State has no Business Interfering with Most Intimate Aspects of Living: Saurabh Kirpal
Sex and the Supreme Court, edited by Saurabh Kirpal is an anthology of essays which sheds light upon the ways the Supreme Court of India has been upholding the dignity of the Indian Citizen. The underpinning of the book is decriminalisation of Section 377, it explores various judgments and movements which has championed the rights of the individual. The idea of dignity being central to human autonomy is one of the major threads that runs across the book. Justice A K Sikri in one of the essay writes “The basis of human rights is dignity. The right of choice and right of self-determination are facets of human dignity”.
Individual Dignity and Section 377
There has been a surge of judgments which has expanded the categories of sexual orientation, gender identity and exercising the right to privacy. Kirpal speaking to SheThePeople says, “In the last few years a series of judgments have come out which relate to the idea of sex as an umbrella term which includes sexuality, gender and other facets of sex. All of these were Supreme Court judgments and it was important to address these under the umbrella perspective of sex. Hence, the title Sex and the Supreme Court”. He further adds, “So the aim was to write a book written by lawyers in layperson’s language to make these issues accessible to common citizens”.
Kirpal further adds on impact of law in social contexts, “We must also remember that judgment doesn’t act by itself, it acts in a context. It effects real people, it has a real world impact and has a real life impact. It is important to have a series of essays written by people to explain what they law meant to them personally or what they law means to a common person. So we have Keshav (Suri), Ritu (Dalmia) and Zainab (Patel) who have been petitioners themselves”.
The anthology has personal narratives of petitioners Keshav Suri, Ritu Dalmia and Zainab patel who petitioned for decriminalising Section 377. Suri captures for the readers the emotions he felt on the day of the judgment. He writes, “As the judgment was read out, I was stunned. It is one thing to have conviction in your dream, quite another to experience the gratification of the same”. Dalmia captures her thoughts on filing the petition by stating, “We weren’t just fighting for ourselves but for thousands that feared persecution because they dared to love someone of the same sex”.
Along with these ideas, the progress in the field of women’s rights and autonomy has also been chronicled. Advocate Menaka Guruswamy and Advocate Arundhati Katju write an essay about the decriminalisation of adultery. It is a chronicle of upholding women’s autonomy tracing it back from the colonial era adultery law that showed “the inability to appreciate a woman’s independent sexual autonomy”. The adultery provision of Section 497 of Indian Penal Code, 1860 was finally struck down in 2018 “in favour of recognising the integrity and autonomy of female sexuality”.

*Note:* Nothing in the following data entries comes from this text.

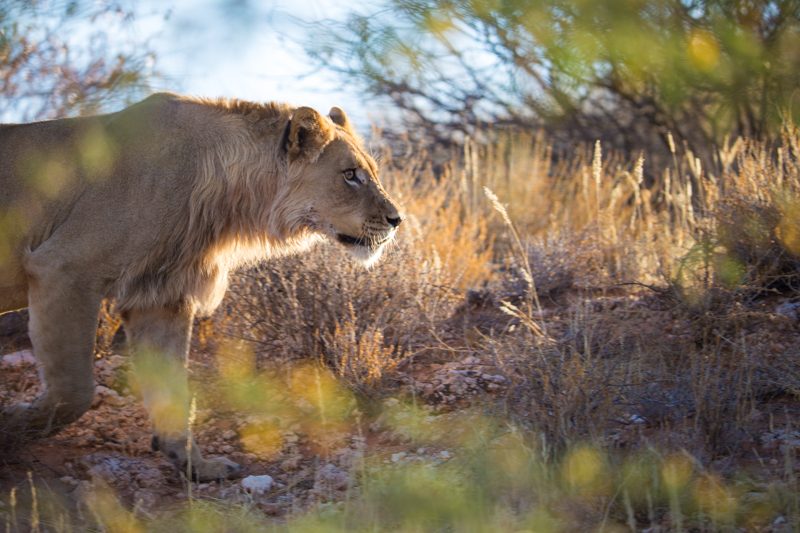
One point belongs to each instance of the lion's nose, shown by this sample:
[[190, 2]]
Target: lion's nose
[[394, 221]]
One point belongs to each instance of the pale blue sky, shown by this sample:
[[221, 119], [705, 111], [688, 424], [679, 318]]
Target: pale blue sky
[[250, 50]]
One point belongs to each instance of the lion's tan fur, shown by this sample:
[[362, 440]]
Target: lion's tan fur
[[154, 205]]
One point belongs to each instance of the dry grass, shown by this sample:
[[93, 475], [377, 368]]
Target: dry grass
[[610, 295]]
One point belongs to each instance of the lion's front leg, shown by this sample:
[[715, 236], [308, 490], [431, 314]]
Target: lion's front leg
[[159, 341], [63, 318]]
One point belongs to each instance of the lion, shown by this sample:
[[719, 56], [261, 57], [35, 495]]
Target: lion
[[154, 206]]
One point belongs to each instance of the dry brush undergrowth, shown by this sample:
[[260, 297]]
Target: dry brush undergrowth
[[610, 294], [642, 319]]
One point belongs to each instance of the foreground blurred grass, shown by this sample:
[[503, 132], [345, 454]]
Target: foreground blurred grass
[[587, 227]]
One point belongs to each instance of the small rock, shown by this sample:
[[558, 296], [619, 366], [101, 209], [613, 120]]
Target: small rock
[[257, 484], [331, 477], [788, 309], [103, 394]]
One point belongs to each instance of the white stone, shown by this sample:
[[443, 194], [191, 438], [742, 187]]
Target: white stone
[[257, 484]]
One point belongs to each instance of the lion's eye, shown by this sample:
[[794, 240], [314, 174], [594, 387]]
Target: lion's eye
[[351, 177]]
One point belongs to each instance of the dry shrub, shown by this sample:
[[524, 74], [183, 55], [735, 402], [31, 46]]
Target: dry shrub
[[324, 305]]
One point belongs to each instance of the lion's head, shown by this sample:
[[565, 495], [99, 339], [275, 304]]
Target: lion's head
[[338, 180]]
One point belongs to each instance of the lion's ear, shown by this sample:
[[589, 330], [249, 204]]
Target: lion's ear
[[308, 133], [339, 117]]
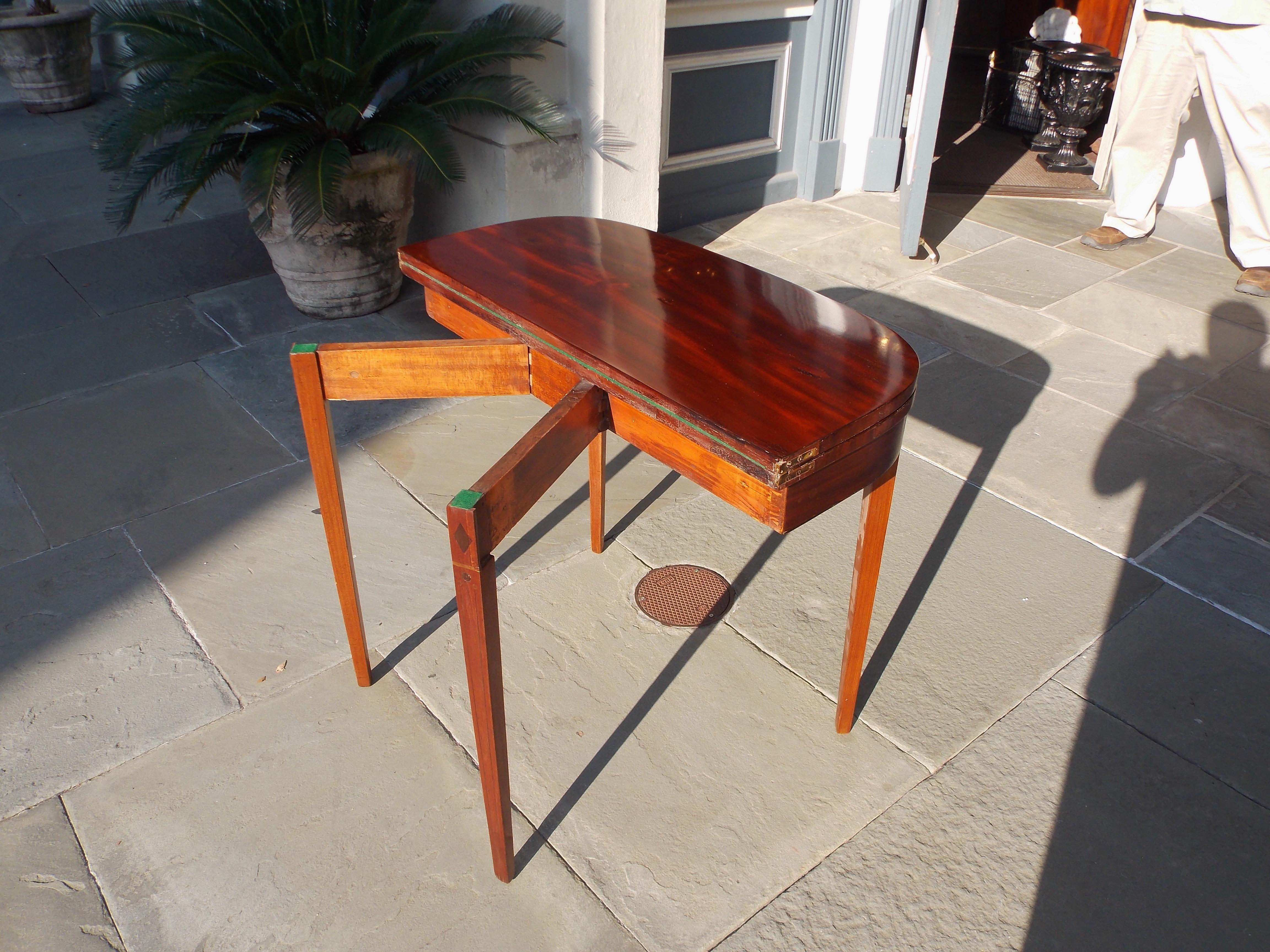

This is followed by Namita Bhandare’s powerful account of the MeToo Movement in India. Very powerfully, Bhandare captures, “The Constitution grants to women the right to work and the right to privacy and autonomy as a citizen. But on the ground, there is a struggle for a seat at the table”. She chronicles the journey of women publicly naming their perpetrators because “silence no longer has any space”
Why It Matters
6th September 2018 will go down in history as the day Indian Supreme Court decriminalised homosexuality. It has been two years since the decriminalisation. In these judgments for the first time the Supreme Court recognised love as a constitutional right and a dignity issue. Hence, to be able to love and live freely form basic facets of human rights. This book starts a conversation around the idea of dignity and its centrality to human experience.
Post decriminalisation, there are many questions that have been raised. What does the future look like? Is same sex marriage the next step? What about anti-discrimination laws and other protection rights for the queer members who are particularly vulnerable? Some of these questions have divided the queer community and a schism has been formed. So how do we forge the path ahead? These are some questions that only time and further decisions by the Courts of this country can answer.